Pada dasarnya, konotasi timbul disebabkan masalah hubungan sosial atau hubungan interpersonal, yang mempertalikan kita dengan orang lain. Bahasa manusia tidak sekedar menyangkut masalah makna denotatif atau ideasional. Bahasa tidak hanya semata-mata menjadi alat untuk menyampaikan faktual (Palmer, 1997: 35-36). Makna konotatif sebuah kata juga dipengaruhi dan ditentukan oleh dua lingkungan, yaitu lingkungan tekstual dan budaya (Sumarjo & Saini, 1994: 126). Lingkungan tekstual ialah semua kata di dalam paragraf dengan karangan yang menentukan makna konotatif. Pengaruh lingkungan budaya menjadi jelas kalau kita kita meletakkan kata tertentu di dalam lingkungan budaya yang berbeda. (Sobur, 2004: 266)

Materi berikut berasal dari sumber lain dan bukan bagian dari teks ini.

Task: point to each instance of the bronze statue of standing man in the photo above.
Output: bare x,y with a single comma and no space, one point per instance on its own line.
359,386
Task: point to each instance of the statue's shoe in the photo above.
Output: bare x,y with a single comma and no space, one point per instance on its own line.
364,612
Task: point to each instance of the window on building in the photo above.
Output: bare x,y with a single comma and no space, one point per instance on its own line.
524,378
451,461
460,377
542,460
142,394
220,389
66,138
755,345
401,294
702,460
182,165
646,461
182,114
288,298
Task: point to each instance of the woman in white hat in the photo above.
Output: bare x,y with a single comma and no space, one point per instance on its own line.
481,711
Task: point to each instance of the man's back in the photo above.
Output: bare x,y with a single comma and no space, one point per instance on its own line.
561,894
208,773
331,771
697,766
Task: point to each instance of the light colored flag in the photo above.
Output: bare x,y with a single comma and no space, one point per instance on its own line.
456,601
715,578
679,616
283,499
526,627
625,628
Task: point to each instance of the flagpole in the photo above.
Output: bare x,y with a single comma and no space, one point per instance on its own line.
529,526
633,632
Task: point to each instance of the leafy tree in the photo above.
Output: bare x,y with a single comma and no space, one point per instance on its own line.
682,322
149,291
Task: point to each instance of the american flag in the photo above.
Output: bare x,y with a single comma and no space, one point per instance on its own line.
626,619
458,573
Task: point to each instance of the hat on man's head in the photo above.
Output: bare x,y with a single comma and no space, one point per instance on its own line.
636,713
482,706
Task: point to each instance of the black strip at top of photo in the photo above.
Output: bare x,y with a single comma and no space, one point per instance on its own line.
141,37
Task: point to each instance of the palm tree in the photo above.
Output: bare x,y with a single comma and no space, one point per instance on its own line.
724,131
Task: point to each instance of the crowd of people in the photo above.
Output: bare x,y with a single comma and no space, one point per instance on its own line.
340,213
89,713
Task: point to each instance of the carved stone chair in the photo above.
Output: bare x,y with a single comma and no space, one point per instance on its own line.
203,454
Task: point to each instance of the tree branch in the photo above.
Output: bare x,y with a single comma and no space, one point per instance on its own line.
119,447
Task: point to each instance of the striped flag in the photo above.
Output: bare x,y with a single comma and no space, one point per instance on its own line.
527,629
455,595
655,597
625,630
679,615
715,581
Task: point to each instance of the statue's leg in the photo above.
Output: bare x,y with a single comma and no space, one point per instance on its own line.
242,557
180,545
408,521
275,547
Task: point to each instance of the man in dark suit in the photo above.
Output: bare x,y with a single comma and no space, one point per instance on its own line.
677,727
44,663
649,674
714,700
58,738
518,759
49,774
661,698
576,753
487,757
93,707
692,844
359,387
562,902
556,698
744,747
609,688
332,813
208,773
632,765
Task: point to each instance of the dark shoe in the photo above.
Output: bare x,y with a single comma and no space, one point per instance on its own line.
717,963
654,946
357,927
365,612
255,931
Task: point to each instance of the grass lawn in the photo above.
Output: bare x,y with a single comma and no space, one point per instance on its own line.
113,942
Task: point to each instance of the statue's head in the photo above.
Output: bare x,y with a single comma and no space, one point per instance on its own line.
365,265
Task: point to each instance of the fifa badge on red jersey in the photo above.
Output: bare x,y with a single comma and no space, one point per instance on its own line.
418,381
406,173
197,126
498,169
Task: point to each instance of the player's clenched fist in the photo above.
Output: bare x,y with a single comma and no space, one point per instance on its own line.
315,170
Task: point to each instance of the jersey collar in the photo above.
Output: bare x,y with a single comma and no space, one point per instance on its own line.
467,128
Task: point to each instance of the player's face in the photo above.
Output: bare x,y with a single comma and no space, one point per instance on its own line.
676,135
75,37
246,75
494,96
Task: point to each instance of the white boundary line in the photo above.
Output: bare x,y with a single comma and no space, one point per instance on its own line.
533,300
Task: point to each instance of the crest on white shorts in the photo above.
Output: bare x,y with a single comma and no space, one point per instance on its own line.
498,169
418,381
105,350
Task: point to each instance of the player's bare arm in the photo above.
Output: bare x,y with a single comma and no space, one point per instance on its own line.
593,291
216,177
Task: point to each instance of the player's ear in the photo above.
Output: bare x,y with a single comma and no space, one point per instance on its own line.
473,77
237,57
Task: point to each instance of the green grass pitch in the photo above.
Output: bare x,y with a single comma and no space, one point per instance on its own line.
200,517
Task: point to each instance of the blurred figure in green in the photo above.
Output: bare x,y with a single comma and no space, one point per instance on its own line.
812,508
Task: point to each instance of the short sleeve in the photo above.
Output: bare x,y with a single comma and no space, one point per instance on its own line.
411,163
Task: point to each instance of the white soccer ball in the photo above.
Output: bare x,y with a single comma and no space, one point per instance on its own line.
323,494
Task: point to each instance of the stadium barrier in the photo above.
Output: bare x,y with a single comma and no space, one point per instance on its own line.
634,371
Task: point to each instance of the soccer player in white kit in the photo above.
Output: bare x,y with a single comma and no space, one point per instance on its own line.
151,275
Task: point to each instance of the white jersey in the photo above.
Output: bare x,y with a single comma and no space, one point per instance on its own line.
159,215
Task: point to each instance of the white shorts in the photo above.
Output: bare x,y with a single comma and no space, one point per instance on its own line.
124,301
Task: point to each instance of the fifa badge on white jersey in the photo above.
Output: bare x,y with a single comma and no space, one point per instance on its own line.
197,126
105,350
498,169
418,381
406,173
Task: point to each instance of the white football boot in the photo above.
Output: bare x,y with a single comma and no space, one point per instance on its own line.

Di dalam semiologi Roland Barthes dan para pengikutnya, denotasi merupakan sistem signifikasi tingkat pertama, sementara konotasi merupakan tingkat kedua. Dalam hal ini denotasi justru lebih diasosiakan dengan ketertutupan makna dan, dengan demikian sensor atau represi politis. Sebagai reaksi yang paling ekstrem melawan keharfiahan denotasi bersifat opresif ini, Bathes mencoba menyingkirkan dan menolaknya. Baginya, yang ada hanyalah konotasi semata- mata. Penolakan ini mungkin terasa berlebihan, namun ia tetap berguna sebagai sebuah koreksi atas kepercayaan bahwa makna “harfiah” merupakan sesuatu yang bersifat ilmiah (Budiman dalam Sobur, 2004: 71).